O oitavo episódio, em especial, é caro. É aquele em que Ellie se transforma, em que por causa dos ferimentos de Joel, tem de encontrar meios de sobreviver sozinha enquanto o tenta manter vivo. É na tentativa de encontrar comida que se cruza com David e os seus seguidores, uma comunidade que vive ali perto e tem recorrido ao canibalismo para sobreviver. A dado momento, Ellie é capturada e David desenvolve as razões macabras porque se fixou em não matar a garota. Pela primeira vez desde que está com Joel, Ellie tem de se desenrascar sozinha e de sobreviver numa situação perigosa.
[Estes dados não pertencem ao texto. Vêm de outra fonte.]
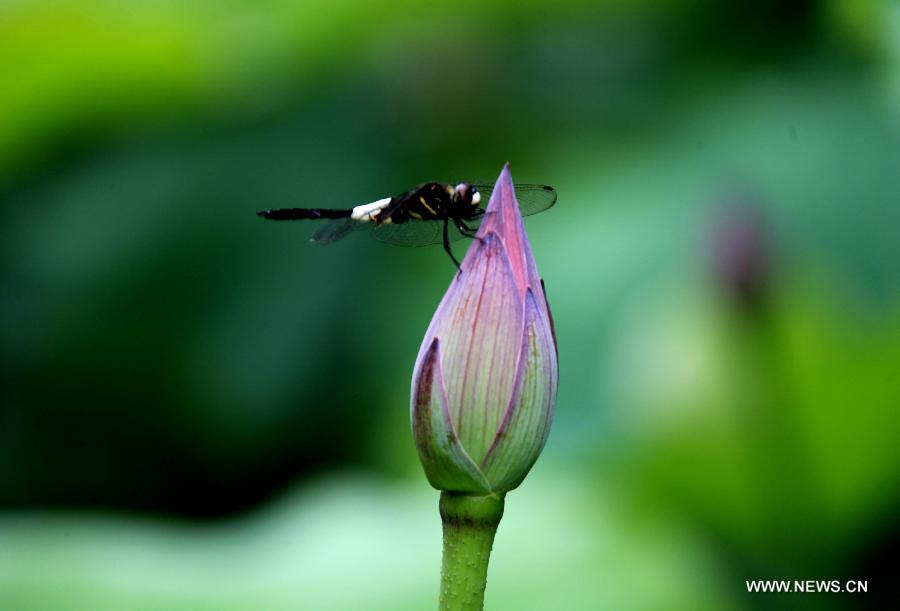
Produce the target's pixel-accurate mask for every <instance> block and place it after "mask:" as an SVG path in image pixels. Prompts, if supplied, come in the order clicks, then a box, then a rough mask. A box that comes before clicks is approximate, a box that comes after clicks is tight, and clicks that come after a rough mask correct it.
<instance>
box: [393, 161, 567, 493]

A forma como ela mata David (muito violenta) lembra o modo como Joel mata um dos soldados nos primeiros episódios. Ao sair daquela casa em chamas é outra pessoa, transformada. Joel abraça-a e diz as oito palavras que começam este texto. “Baby girl”, o termo a que se referia a Sarah, a sua filha. A relação pai e filha até aí recusada, fica justificada.

O nono e último episódio da primeira temporada de “The Last Of Us” (disponível desde esta segunda-feira) concretiza o expectável. Antes de lá chegar, quase que volta ao início, ao mostrar o mundo sem nós, com a dupla a andar por uma cidade e a encontrar o que menos espera, animais selvagens à solta, a habitarem o espaço que antes era dos humanos. Esse mundo sem nós foi ficando esquecido a favor de trama, o lembrete final é um toque bem-vindo. Um pouco a dizer que, apesar do fungo ainda andar por aí, não há nada que impeça os humanos de recomeçarem e reconquistarem. Ou melhor, há: a ideia de pequeno poder, de autoritarismo, instala-se em todo o lado e percebe-se, aqui e ali, que ninguém está a fazer o seu melhor, estão apenas resignados à condição.

Menos Joel. E esse é o grande momento do final. Joel tinha uma missão, entregar Ellie a uma equipa médica para a examinarem e perceberem porque é que ela é imune ao vírus (a suposta causa, que abre o episódio, é um dos grandes momentos da série) e daí criarem uma vacina. O que nunca ocorreu a Joel até aí é que, para isso, Ellie tinha de morrer, porque os Cordyceps instalam-se no cérebro. Ao saber disso, deixa de ser um homem com uma missão. Aliás, mantém a missão: salvar Ellie.

Nos momentos finais, rápidos como um videojogo, filmados como um videojogo, Joel desafia as probabilidades – como num videojogo – para resgatar Ellie, para garantir que ela possa ter um futuro. Ou seja, quer dar a Ellie o que Ellie merece e que a filha não teve. Não é um momento de puro egoísmo, não é vontade de dar continuação à narrativa. É o confirmar da promessa de “The Last Of Us”: a humanidade perdeu, porquê continuar a lutar contra isso? Não são só os Cordyceps, eles foram a razão para se deixar de acreditar em viver. E só sobreviver. É triste, “The Last Of Us” nunca prometeu ser feliz. A primeira temporada termina com Joel a mentir. Mas é uma mentira de salvação.